Ketika anak sulungnya lulus STM, Ibu Samsu sangat bersukacita. Tapi tidak berlangsung lama: anak harapannya itu tak bisa berbuat banyak. Sebab ijazah, satu-satunya modal untuk mencari kerja, masih ditahan sekolah. Alasannya: tunggakan uang sekolah tujuh bulan dan uang ujian yang di-tilep si anak sendiri. Ibu Samsu amat terpukul. Kerja kasar mana mungkin - anaknya sendiri tidak sudi mencari pekerjaan yang tidak sepadan. Masa anak sekolah jadi tukang becak?
Dua anak laki-lakinya harus segera disunat. Hajat direncanakan sejak enam bulan sebelumnya. Rumah dipermak, dan banyak tamu yang datang. Ada harapan sumbangan para tamu akan cukup mengganti biaya perhelatan. Sialnya, banyak tamu membawa amplop yang cuma berisi 100-200 rupiah. Padahal biaya hajat, selain dari uang tabungan, pinjam dari rentenir plus uang warung.
Namun riwayat warung Bu Samsu belum selesai di situ. Beberapa minggu setelah hajat, warung Bu Samsu buka lagi - dan cukup lengkap. Hanya, kali ini, isi warungnya bukan lagi milik sendiri. Bu Samsu hanya menerima titipan alias sekadar konsinyasi.
* * *
Warung Bu Samsu tentu bukan kasus satu-satunya yang bernasib serupa itu. Ma Erat, misalnya, boleh dikata orang pertama yang ngewarung di Sukapakir. Kira-kira tahun 1960 Erat dan suaminya, Otong, pindah ke daerah ini. Otong cuma seorang pedagang kecil yang - herannya - selalu gagal, meskipun sudah berusaha mati-matian. Dia sebetulnya cukup ulet; berjualan apa pun rasanya pernah ia lakukan: sayuran, loakan, perhiasan imitasi, tahu-tempe .... Dia berkeliling Kota Bandung dengan pikulan. Sering juga ke Cianjur, Sukabumi, dan Tasikmalaya. Tetapi apa pun yang ia jual, sejauh mana pun ia melangkah, hasilnya cukup pun tidak. Untunglah istrinya tidak kehabisan akal. Di rumahnya ia mulai berjualan rokok ketengan, kue-kue, dan barang kelontong dan belakangan malah nasi-sayur segala. Bahkan beberapa tahun kemudian, ketika suaminya kapok jualan keliling karena sering di-kompas, Erat meyakinkannya bahwa dengan warung saja mereka akan bisa hidup.

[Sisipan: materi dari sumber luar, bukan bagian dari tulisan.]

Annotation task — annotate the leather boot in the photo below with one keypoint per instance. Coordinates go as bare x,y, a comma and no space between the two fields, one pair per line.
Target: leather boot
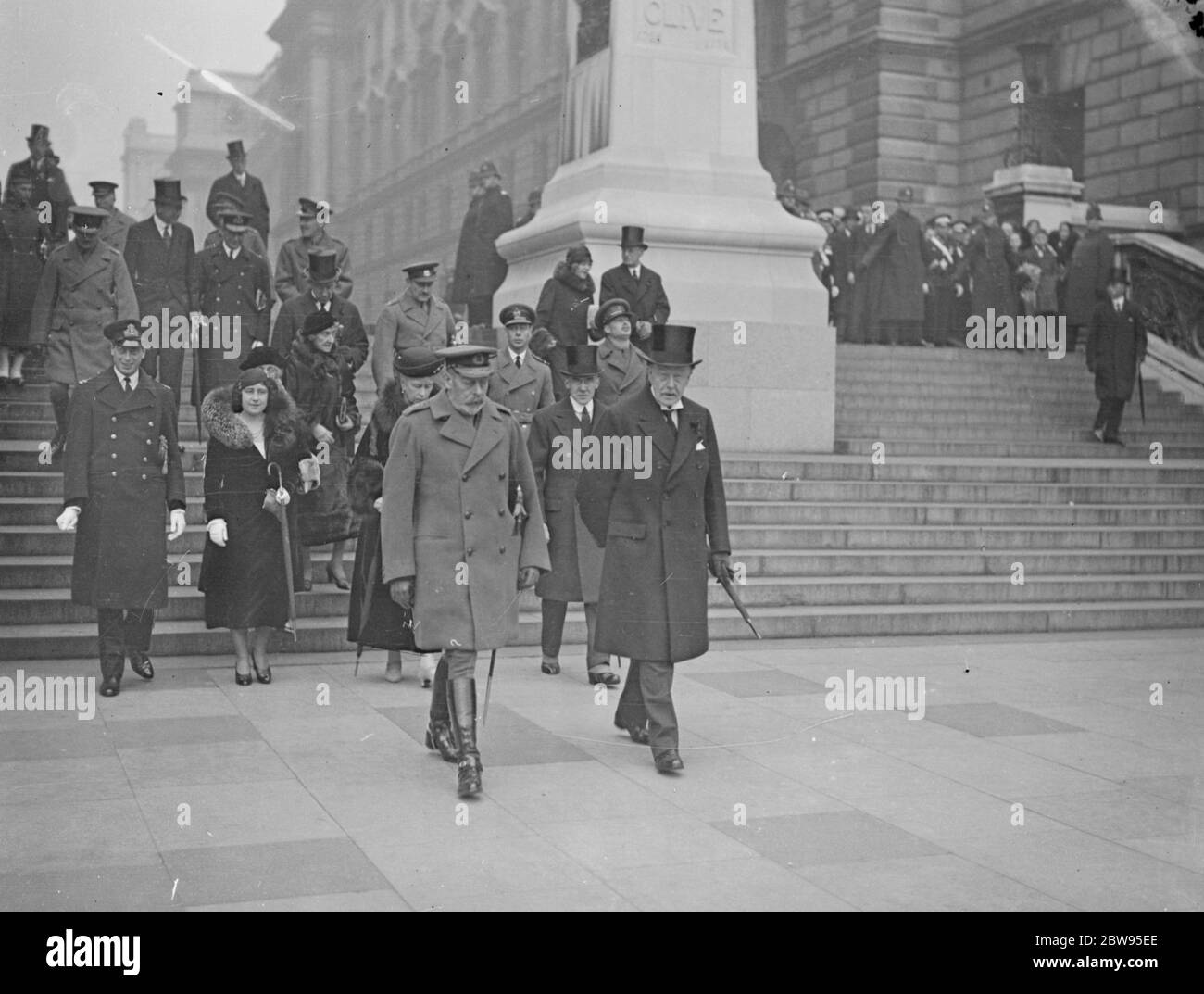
438,728
462,698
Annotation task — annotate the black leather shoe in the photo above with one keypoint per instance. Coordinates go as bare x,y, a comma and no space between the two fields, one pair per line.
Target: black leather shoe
636,733
669,761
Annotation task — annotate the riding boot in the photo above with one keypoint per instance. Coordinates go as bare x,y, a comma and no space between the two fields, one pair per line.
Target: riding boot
438,729
462,694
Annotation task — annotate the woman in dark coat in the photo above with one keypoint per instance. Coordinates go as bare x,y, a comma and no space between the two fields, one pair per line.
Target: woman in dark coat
321,384
562,312
253,429
374,620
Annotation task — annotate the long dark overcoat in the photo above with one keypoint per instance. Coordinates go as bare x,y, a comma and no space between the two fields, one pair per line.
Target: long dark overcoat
1115,349
657,532
445,521
121,465
576,558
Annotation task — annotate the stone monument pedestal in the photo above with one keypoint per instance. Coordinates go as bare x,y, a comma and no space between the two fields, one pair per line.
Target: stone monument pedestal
661,132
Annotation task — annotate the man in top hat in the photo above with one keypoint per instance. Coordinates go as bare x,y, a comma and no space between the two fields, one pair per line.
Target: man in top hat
249,189
49,183
232,284
661,525
576,558
117,225
636,283
453,547
160,256
321,276
84,285
293,263
622,370
121,478
520,381
1086,281
416,317
894,271
1115,351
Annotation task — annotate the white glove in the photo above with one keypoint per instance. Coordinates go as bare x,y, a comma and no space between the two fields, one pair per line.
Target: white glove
218,534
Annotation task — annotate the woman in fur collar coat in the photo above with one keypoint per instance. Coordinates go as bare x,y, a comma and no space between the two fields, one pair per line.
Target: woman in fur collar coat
321,384
561,317
252,424
374,620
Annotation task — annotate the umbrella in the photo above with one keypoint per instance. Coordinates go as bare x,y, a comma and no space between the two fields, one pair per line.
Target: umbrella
282,515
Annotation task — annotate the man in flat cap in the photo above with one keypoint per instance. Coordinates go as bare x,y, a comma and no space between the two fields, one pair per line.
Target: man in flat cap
321,277
636,283
160,255
414,317
293,261
662,525
249,189
84,285
520,381
49,183
121,478
1086,281
456,546
117,225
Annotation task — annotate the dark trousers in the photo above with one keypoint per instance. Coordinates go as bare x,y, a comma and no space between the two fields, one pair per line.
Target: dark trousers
123,634
1109,417
648,697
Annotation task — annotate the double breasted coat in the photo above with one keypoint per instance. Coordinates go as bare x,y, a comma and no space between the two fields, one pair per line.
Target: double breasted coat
646,297
121,466
405,321
524,389
79,294
1115,349
621,373
658,533
446,521
576,558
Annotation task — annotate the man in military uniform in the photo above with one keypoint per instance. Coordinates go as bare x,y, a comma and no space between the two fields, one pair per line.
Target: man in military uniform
49,183
117,225
622,370
520,381
84,285
293,263
121,475
321,276
661,527
247,188
160,255
454,547
232,283
636,283
414,317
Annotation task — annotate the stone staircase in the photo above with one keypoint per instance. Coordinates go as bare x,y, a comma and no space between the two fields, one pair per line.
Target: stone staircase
985,461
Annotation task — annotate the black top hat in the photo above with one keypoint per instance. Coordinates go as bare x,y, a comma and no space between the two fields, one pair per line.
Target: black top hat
579,360
321,267
517,313
672,345
633,237
168,192
612,309
123,332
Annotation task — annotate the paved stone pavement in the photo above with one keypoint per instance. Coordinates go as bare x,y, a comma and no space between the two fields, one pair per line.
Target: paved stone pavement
1040,777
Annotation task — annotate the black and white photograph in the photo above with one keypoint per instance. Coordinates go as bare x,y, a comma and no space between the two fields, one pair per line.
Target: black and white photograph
603,456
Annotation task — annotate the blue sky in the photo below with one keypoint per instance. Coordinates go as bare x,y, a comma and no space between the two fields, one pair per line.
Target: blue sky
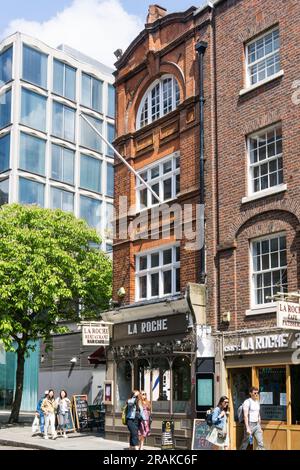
94,27
43,10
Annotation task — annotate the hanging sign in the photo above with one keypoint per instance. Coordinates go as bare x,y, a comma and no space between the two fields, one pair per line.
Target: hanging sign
95,334
167,437
288,315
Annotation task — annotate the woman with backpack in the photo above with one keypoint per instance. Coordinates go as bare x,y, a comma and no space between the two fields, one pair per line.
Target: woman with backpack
218,434
135,414
63,408
144,427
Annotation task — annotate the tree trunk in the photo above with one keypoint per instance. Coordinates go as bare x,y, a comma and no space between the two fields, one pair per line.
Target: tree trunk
14,416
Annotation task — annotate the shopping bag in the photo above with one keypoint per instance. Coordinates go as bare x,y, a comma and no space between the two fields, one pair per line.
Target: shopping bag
36,425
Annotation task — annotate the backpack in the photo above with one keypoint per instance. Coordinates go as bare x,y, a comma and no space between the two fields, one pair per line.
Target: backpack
240,411
124,415
208,417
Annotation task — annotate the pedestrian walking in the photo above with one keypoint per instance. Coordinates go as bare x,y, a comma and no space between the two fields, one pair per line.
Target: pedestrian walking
135,414
218,434
144,426
252,420
63,409
40,413
49,407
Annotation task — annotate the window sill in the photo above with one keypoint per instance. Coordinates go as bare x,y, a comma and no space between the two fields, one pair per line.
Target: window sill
264,193
271,308
244,91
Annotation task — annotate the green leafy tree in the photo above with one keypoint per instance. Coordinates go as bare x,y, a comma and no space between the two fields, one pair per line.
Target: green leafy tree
50,271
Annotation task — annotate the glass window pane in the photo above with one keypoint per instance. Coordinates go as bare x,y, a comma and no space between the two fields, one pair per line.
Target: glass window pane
61,199
62,164
4,152
70,83
64,79
90,210
167,282
89,138
167,256
31,192
32,154
63,121
5,109
58,77
143,262
96,95
272,383
110,180
154,284
167,185
33,112
86,90
111,101
6,66
90,173
110,138
154,260
34,66
4,190
143,287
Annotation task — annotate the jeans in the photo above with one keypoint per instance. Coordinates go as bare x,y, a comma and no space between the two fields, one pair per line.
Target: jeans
257,434
42,422
50,421
133,426
63,420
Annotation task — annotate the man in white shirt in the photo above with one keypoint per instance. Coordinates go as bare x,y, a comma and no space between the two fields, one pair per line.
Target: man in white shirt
251,409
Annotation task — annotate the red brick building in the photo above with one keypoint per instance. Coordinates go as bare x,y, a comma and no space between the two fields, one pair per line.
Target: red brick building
161,301
242,118
252,218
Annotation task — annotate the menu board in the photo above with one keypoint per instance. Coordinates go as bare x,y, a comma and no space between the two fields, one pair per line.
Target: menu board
80,409
200,431
167,437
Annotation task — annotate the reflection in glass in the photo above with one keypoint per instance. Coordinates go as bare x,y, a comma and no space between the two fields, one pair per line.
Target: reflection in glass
32,154
34,66
31,192
5,109
33,110
4,152
6,66
90,210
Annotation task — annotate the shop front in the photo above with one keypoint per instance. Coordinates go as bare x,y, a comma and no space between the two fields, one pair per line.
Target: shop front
270,361
155,352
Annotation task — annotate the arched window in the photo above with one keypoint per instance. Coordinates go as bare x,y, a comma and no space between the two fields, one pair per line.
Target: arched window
162,97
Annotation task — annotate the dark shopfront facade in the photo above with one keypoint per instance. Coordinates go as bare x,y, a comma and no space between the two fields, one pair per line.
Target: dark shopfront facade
155,354
269,360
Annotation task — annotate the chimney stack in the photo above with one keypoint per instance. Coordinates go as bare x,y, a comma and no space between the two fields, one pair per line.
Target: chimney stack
155,12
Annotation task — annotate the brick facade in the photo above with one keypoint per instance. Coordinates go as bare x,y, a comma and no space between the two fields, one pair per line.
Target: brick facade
238,115
166,46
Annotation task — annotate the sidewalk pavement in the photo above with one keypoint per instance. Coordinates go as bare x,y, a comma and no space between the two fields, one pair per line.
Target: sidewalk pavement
21,437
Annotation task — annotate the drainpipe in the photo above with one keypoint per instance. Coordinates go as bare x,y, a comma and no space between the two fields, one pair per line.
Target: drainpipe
201,47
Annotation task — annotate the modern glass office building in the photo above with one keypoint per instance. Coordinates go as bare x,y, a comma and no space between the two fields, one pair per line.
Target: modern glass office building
48,154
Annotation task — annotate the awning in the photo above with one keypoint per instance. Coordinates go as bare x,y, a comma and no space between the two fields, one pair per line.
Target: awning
98,356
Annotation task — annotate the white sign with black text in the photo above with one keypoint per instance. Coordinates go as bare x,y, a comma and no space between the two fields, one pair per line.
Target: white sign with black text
95,334
288,315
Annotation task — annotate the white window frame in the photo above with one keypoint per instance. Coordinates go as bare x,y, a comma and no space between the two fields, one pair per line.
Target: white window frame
158,180
251,166
147,97
268,305
248,66
160,269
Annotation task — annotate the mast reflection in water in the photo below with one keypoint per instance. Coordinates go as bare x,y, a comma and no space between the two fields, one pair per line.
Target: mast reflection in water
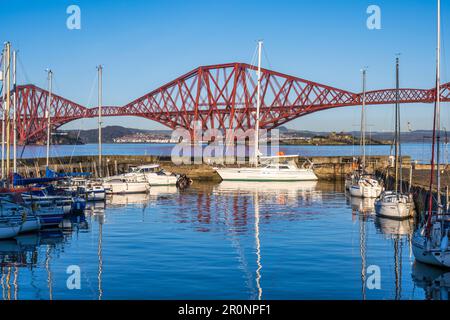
222,241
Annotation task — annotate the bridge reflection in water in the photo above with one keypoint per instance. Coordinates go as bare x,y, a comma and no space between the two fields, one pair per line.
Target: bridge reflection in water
263,240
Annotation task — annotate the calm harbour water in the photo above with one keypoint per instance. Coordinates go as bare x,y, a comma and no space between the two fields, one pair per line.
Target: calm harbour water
418,151
223,241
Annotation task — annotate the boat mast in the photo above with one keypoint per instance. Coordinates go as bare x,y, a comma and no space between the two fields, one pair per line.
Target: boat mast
363,122
438,109
7,110
49,101
258,104
3,110
100,69
14,113
436,127
397,126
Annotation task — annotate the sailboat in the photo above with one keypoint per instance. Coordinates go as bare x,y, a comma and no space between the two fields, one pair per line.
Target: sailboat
274,168
430,242
360,183
396,204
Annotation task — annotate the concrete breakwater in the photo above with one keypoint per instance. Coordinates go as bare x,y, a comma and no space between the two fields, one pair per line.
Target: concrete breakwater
327,168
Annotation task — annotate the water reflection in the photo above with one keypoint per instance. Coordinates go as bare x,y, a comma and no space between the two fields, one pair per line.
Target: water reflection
267,240
23,253
434,281
400,233
364,206
123,200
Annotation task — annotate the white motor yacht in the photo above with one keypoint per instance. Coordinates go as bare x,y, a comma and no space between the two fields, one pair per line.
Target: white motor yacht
276,168
365,186
123,185
155,175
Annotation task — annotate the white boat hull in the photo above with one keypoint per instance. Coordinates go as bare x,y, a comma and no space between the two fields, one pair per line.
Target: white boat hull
161,180
9,230
434,257
127,187
365,191
261,174
394,210
96,195
30,225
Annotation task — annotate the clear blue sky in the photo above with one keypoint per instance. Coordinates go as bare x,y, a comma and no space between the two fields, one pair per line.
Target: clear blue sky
144,44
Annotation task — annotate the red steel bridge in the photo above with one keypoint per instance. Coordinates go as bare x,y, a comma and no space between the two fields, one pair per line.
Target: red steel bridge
218,96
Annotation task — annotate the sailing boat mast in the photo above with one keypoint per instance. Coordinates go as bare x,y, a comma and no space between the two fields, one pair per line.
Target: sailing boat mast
363,122
3,109
14,113
397,126
438,108
258,104
100,70
7,110
436,127
49,101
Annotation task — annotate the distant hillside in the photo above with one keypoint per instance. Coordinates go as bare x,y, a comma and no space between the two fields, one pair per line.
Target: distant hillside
109,133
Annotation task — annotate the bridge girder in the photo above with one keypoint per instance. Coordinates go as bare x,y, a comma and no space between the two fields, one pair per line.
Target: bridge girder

Melihat usaha Erat yang cukup menguntungkan, banyak orang mulai mengikuti jejaknya. Warung bermunculan. Itu menjelang akhir 60-an. jumlah warung tumbuh lebih cepat dari pertambahan penduduk, sehingga Erat mau tidak mau mulai merasakan tekanan persaingan. Sampai-sampai, ketika harga barang di grosir naik, ia sama sekali tidak berani menaikkan harga di warungnya. Dengan sendirinya keuntungan makin berkurang. Malah kadang-kadang dia tak sanggup lagi mengisi warungnya.
Tapi bagaimanapun warung harus dipertahankan. Untuk menyelamatkannya, mereka kemudian menjual separuh rumah. Dan sekarang mereka pun tinggal dalam satu ruangan sempit berdinding bilik yang berfungsi sekaligus sebagai ruang tamu, dapur, dan warung. Ruang tidur mereka bangun di langit-langit rumah.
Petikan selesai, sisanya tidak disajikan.